The light grew brighter and danced less, the footsteps growing louder and louder still. From the impenetrable darkness came the click of a revolver’s safety catch; then there was silence, only the sussuration of the wind sucking through the tunnel.

“So here you are.” The words came softly.

She couldn’t see the man behind the torchlight. The man came nearer, crouched down – and was in touching distance when Jones threw the rock at him.

The man fell back with a heavy thunk, his torch spilling, lighting up a cylinder formed of brilliant stars of dust, his revolver falling away into the darkness. In spite of his weakness, Jones moved astonishingly fast and was on him in a second, his knees on his chest, his hands around his throat, throttling him with manic intensity.

The man had started to utter a sickening gurgle, was surely close to the moment of death, when Evgenia went for Jones, using all her strength to break his hold.

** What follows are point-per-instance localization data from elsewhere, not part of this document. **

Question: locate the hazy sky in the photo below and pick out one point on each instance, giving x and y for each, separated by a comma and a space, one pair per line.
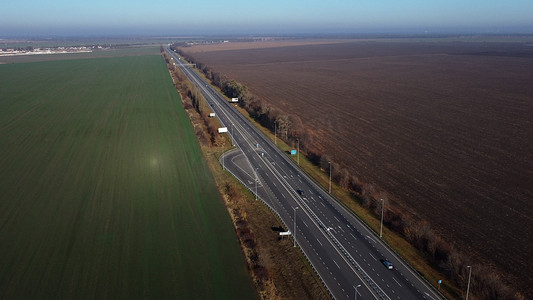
163, 17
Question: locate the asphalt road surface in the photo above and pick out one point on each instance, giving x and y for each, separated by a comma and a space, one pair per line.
343, 251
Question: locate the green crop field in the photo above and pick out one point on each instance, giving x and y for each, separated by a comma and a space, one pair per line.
104, 193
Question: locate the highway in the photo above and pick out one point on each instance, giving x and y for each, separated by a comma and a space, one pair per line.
343, 251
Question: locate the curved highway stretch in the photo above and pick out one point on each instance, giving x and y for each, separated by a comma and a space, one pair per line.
343, 251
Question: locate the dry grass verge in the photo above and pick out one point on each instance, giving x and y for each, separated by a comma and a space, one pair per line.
278, 270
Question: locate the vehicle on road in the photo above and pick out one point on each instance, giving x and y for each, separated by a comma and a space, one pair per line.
386, 263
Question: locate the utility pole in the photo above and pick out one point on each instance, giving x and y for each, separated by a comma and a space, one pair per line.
294, 227
381, 228
275, 133
256, 180
329, 176
298, 157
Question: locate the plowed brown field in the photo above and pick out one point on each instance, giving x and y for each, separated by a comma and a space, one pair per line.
445, 128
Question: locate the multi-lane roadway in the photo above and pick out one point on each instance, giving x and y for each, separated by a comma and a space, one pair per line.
346, 255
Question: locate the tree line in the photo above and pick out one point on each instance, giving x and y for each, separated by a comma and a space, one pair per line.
442, 255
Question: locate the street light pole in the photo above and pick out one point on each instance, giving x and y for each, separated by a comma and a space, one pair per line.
355, 287
381, 228
468, 287
298, 151
294, 227
275, 133
329, 176
256, 180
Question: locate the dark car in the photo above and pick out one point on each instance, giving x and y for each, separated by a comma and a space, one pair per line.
386, 263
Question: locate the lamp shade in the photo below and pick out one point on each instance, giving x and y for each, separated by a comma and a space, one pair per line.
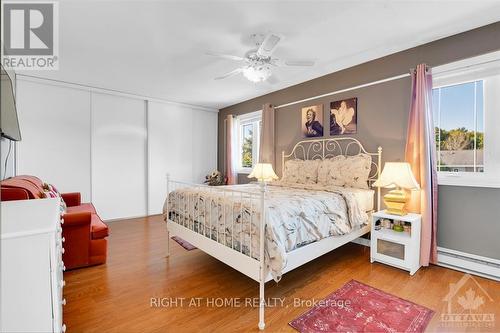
397, 174
263, 172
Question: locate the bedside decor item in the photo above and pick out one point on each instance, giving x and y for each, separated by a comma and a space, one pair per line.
398, 227
397, 175
312, 121
394, 246
344, 116
263, 172
215, 179
368, 310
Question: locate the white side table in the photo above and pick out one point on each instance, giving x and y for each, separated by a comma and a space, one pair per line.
400, 249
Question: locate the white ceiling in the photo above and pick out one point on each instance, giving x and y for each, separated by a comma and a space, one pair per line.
157, 48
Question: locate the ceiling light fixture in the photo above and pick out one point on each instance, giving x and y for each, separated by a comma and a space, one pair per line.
257, 74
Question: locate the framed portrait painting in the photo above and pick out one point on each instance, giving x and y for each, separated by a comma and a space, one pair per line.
312, 121
344, 116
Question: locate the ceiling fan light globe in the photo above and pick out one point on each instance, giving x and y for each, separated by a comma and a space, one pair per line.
255, 74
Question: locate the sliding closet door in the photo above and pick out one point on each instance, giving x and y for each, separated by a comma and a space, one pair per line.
204, 144
118, 156
170, 139
55, 130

“Stopiwch ef, ffwl. Dim ond mewn trioedd y daeth y Cheka erioed. Stopiwch ef. Rydych chi'n lladd ffrind.”

The Welsh punched through Jones’ madness far better than English.

“Stop it, fool. The Cheka only ever come in threes. Stop it. You're killing a friend.”

Jones released the grip on the man’s throat and, as he did so, Evgenia found the torch and illuminated the stranger. Silver-haired and gaunt, he was indefinably old, a bloody gash on his temple where the rock had struck.

“She’s right,” he said thickly, blood in his mouth. “I’m no Chekist and if I was one then there would be three of us.”

“Perhaps you’re an informer,” said Jones, still suspicious.

“Listen, everyone, all the villagers, all the workers around here, they all know who you are. We’ve all seen the smoke coming out of the tunnel mouth. We know the Cheka are after you. That’s why I came, to warn you to move.”